- Puthencavu Location in Kerala, India Puthencavu Puthencavu (India)
- Coordinates: 9°19′23″N 76°38′23″E﻿ / ﻿9.32306°N 76.63972°E
- Country: India
- State: Kerala
- District: Alappuzha

Government
- • Body: Chengannur Municipality

Languages
- • Official: Malayalam, English
- Time zone: UTC+5:30 (IST)
- PIN: 689123
- Lok Sabha constituency: Mavelikkara
- Legislative Assembly constituency: Chengannur

= Puthencavu =

Puthencavu is a village in Alappuzha District of Kerala, India, located 2 km east of Chengannur along the southern bank of the river Pamba.
The village is around 2 km from Arattupuzha, and can be easily accessed from Chengannur and Arattupuzha.

==Education==
Metropolitan Higher Secondary School, run by the Catholicate and MD Schools Corporate Management of the Malakara Orthodox Syrian Church is located at Puthencavu.

==Transportation==
Chengannur Railway Station is the nearest railhead, and Trivandrum International Airport the nearest airport. The Century Multispeciality Hospital is located very near to Puthencavu Junction.

==Structures==
The 218-year-old Puthencavu St Mary's Orthodox Church is located in the village. The remains of three leaders of the Malankara Sabha, Mar Thoma VI, Mar Thoma VIII & Geevarghese Mar Philoxenos are interred in the church.

==Notable people==
Rev. George Mathan who is also known as Mallappallil Achan is from Puthencavu Kizhakethalaykal family. He wrote the first Malayalam Grammar 'Malayazhmayute vyakaranam.'1863, though Herman Gundert's grammar is considered first printed.He was the first Indian priest of Anglican Church.He is also considered as father of Malayalam prose by many scholars.
Geevarghese Mar Philaxenos is another notable Metropolitan of the Orthodox Syrian Church belonging to Puthencavu.
Dr.

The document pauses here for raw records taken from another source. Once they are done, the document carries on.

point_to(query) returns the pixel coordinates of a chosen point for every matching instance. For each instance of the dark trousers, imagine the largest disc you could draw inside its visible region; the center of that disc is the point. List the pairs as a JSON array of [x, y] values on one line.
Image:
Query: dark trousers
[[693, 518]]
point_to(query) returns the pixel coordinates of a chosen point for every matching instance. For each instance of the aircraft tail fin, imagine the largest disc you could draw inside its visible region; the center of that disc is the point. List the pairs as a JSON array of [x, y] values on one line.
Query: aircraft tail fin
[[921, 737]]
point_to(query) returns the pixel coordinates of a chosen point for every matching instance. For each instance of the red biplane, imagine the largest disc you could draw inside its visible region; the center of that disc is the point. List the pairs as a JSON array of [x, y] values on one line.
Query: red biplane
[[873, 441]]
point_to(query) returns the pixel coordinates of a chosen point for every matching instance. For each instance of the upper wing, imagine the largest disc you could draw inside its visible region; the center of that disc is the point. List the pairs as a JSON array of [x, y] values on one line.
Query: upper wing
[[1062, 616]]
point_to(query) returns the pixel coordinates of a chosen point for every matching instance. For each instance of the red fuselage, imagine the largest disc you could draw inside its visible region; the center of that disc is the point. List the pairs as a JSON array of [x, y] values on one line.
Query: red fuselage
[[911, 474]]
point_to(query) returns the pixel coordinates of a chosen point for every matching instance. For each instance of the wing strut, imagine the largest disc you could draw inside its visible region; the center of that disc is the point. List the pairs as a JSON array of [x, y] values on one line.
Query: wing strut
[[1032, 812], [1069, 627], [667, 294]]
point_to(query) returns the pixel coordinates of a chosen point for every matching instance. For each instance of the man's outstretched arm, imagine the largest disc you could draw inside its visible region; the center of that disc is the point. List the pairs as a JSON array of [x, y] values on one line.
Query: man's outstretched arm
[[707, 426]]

Abraham Ayrukuzhi, a well known scientist and former Dean of Kerala University.
Barister K.K.Chacko, who was a judge Travancore High court and later Kerala High court.
K.G. Kurien of Kunnumpurathu family was a biblical scholar and a leader of Brotheren Church.
Mahakavi Puthencavu Mathan Tharakan hails from this village and has made significant contributions to the freedom movement and the Malayalam language. His son K. M. Tharakan was a president of the Kerala Sahitya Akademi, and a noted writer, novelist and critic.